A proposito di Genova mi è parsa molto precisa equilibrata ed efficace la ricostruzione che ne ha fatto “Un giorno in pretura” di sabato 24 notte. (Con le solite due mancanze: censurato, dimenticato il G8 delle donne allora e nel suo decennale e le responsabilità politiche del governo, non solo gli abusi degli esecutori, insomma: che alla caserma di Bolzaneto a tenere le fila e a dirigere c'era Fini al quale vien magari facile dire che ciò che ha prodotto la Shoah è il male assoluto che è il nazismo, ma non gli esce di bocca una parola sulle sue responsabilità di Genova, nemmeno sorry).

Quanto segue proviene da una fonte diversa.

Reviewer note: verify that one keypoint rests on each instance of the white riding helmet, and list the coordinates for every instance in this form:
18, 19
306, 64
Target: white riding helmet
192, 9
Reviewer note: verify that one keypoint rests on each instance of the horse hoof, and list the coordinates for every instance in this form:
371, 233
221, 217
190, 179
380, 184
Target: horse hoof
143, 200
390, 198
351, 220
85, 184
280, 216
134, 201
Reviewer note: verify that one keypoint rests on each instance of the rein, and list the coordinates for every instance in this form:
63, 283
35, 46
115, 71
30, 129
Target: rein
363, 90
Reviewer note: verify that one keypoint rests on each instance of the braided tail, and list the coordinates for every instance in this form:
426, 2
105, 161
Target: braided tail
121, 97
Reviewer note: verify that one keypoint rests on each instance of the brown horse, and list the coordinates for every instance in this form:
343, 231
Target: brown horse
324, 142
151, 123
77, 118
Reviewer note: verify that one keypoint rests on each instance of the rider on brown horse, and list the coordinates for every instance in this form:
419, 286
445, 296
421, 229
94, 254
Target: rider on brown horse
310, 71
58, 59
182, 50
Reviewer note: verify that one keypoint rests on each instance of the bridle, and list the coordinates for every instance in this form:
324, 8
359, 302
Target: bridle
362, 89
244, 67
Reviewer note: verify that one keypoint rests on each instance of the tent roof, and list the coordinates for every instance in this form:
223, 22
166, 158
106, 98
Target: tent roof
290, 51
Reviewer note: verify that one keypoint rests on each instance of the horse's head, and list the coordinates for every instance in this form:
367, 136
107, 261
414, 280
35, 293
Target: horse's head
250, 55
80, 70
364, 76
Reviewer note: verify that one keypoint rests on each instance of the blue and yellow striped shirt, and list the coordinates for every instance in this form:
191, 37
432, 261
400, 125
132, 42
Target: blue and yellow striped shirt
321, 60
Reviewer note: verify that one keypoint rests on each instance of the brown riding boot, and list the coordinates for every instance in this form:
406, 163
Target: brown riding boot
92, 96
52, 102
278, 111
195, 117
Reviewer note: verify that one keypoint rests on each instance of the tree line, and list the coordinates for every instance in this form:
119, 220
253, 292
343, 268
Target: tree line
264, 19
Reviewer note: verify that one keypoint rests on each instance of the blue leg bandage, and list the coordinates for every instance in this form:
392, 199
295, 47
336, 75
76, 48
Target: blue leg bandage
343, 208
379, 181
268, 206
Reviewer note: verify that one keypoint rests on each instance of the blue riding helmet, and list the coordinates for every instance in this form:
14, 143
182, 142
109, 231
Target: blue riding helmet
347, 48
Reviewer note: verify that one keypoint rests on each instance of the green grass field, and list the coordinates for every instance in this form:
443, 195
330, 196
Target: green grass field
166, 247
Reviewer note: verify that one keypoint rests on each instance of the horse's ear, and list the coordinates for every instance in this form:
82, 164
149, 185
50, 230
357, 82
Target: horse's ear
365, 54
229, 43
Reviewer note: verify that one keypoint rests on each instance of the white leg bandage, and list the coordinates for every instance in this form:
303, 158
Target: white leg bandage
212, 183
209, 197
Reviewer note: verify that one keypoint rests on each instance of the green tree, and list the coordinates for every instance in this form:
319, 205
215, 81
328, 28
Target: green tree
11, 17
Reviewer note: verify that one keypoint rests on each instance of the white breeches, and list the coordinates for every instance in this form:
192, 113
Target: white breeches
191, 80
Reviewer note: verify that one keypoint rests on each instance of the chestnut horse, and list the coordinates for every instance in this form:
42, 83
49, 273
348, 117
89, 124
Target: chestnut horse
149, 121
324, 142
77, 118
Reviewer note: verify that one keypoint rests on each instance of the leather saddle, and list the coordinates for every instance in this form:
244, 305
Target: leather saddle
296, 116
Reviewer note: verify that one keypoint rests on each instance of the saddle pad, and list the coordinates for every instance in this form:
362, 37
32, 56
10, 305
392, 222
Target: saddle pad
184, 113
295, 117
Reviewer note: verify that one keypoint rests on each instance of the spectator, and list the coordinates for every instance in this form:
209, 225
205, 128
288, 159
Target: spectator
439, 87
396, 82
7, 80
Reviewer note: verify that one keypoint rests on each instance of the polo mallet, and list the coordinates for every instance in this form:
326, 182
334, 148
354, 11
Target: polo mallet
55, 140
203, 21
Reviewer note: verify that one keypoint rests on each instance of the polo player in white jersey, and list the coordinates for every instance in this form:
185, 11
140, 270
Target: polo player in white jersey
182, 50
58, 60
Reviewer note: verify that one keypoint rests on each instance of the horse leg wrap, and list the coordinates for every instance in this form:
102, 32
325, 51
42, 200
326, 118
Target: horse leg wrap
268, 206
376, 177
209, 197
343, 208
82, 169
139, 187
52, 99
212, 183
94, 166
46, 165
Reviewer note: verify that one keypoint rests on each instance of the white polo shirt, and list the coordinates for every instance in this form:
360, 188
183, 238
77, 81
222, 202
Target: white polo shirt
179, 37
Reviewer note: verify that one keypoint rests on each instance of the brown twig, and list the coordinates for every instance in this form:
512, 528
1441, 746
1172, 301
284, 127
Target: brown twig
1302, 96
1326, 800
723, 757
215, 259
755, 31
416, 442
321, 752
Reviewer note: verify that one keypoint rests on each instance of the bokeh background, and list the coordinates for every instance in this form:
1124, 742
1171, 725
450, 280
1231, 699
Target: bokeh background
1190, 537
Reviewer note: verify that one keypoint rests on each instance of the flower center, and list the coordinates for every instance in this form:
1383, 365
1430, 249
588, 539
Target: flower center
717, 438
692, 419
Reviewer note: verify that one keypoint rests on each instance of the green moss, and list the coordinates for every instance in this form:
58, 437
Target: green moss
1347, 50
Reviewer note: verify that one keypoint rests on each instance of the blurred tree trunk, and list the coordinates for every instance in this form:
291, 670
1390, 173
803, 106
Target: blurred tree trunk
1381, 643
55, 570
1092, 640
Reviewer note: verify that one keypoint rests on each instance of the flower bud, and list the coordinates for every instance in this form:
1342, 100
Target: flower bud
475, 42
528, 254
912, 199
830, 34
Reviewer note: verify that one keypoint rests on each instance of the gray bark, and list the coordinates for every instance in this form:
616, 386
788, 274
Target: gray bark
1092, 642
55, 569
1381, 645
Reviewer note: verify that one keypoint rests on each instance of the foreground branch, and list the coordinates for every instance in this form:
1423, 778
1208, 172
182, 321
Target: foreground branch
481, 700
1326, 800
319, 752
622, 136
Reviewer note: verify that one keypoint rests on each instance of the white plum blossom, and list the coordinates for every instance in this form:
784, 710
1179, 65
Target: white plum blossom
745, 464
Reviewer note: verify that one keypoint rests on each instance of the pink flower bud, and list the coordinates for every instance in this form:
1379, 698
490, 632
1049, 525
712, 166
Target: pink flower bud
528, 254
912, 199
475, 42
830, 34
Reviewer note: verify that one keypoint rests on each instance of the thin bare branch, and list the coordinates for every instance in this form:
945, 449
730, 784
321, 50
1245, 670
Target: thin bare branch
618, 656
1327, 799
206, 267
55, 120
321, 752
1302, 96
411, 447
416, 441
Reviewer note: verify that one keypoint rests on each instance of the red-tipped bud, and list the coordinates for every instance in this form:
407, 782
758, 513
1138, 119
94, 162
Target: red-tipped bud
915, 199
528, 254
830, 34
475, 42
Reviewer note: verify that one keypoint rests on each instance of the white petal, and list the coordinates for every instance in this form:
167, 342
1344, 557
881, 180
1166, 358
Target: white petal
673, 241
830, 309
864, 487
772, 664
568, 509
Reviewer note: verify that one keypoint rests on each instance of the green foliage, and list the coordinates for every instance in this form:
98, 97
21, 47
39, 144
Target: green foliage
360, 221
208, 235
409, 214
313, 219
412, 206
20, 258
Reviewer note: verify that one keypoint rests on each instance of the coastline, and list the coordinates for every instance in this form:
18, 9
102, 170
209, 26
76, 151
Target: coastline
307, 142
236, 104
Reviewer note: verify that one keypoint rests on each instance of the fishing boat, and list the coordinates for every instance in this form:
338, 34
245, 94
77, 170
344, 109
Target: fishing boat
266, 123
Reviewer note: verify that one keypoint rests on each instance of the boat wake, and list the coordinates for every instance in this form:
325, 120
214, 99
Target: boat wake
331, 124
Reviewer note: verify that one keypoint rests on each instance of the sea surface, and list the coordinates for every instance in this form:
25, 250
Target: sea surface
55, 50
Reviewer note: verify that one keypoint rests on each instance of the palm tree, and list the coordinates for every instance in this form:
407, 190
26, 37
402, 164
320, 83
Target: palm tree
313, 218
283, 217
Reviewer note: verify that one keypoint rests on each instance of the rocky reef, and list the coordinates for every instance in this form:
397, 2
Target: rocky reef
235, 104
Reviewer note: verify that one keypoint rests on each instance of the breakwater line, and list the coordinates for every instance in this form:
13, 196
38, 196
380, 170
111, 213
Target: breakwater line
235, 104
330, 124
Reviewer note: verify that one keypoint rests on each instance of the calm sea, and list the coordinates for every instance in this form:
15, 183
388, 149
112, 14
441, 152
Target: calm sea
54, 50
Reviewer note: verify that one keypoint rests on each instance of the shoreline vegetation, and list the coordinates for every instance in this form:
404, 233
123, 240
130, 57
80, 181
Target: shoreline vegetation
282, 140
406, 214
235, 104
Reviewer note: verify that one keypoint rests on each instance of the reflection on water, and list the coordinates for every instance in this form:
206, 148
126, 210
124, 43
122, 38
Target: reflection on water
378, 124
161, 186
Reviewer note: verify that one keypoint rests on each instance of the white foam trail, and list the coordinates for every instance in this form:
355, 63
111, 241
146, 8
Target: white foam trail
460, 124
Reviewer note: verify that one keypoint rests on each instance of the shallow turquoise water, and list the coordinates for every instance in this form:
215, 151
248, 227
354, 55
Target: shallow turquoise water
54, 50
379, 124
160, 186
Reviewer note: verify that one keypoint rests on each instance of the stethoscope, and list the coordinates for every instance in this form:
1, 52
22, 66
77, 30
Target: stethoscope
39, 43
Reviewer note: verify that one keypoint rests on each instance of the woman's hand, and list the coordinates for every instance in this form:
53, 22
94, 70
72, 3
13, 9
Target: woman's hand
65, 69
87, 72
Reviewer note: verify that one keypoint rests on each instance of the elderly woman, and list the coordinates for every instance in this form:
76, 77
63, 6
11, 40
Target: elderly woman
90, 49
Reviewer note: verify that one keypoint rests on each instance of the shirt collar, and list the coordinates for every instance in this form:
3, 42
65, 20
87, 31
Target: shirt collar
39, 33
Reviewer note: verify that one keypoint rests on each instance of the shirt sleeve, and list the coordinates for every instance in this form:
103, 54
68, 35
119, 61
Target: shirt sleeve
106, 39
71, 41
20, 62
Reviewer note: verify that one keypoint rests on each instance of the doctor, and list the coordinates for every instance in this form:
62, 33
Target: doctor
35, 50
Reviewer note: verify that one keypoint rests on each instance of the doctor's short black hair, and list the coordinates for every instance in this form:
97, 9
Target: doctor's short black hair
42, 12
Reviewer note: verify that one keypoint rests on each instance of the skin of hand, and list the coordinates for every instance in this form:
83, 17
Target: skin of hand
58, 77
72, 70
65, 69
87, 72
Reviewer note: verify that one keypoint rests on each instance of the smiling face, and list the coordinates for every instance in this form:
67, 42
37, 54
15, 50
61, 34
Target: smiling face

Ma voglio provare a dire che se delle grandi manifestazioni e del loro significato politico avessimo fatto memoria, la sequela dei fatti che intercorsero tra piazza Fontana e i 12 dicembre a Milano, ci avrebbero consentito di fare anche memoria dell'agire della polizia (fino alla sua sindacalizzazione ecc.). E se fossimo minimamente abituati/e a considerare le azioni politiche delle donne azioni politiche tout court, pure.

 

Ma perché insisto tanto su Genova? perché temo che certe rievocazioni assolutamente acritiche verso il movimento e per esempio la sua assoluta impreparazione pratica, mi suggeriscono di pensare che non sia impossibile che vi siano altri Carlo Giuliani, mentre la riflessione politica sull'efficacia della lotta nonviolenta consiste appunto nel rendere impossibile altri Carlo Giuliani. Partecipare a manifestazioni è un diritto e un diritto non richiede eroismo, mai, in un paese democratico. E se le donne trovano un modo di manifestare che non provoca scontri, perché non imitarle?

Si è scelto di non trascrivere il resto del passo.